Hacker News new | ask | show | jobs
by PeterisP 4602 days ago
The concluding statement is a bit wierd: "ASCII appears identical unless you view the hex to see if each character is taking one byte (ASCII) or three (UTF-8)"

That isn't accurate, ASCII text would appear identical even if 'you view the hex', because it is identical in UTF-8, that's the whole point of UTF-8. You'd have to look at non-ASCII characters to see how they're encoded.

2 comments

Notepad also doesn't save as ASCII by default but »ANSI«, the default legacy codepage configured for your Windows installation.
Yes, the default Windows code page -- many pieces of software don't realize that registry keys, file paths, etc. are all encoded in a different code page if you are running, for example, Japanese Windows. (Also, it isn't exactly Shift-JIS...)
Yeah, I think he might have meant ISO-8859-1 or Windows 1252 rather than ASCII; but still, all of those characters would take up two bytes in UTF-8, not 3, unless you used combining diacritics rather than precomposed.
all those characters?

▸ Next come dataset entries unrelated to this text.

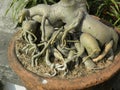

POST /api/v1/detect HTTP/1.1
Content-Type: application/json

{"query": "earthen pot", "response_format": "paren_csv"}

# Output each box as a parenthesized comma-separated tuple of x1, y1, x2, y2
(8, 17, 120, 90)
(115, 27, 120, 38)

You mean except the straight ascii-compatible ones, which will just take up one byte.
Yes, I meant all of the characters outside of the ASCII range. As in, there are no characters in ISO-8859-1 which take up more than 2 bytes in UTF-8. I guess there are a few in Windows-1252 which take up more than two bytes (like the Euro sign), so it's possible he meant Windows-1252 rather than ASCII.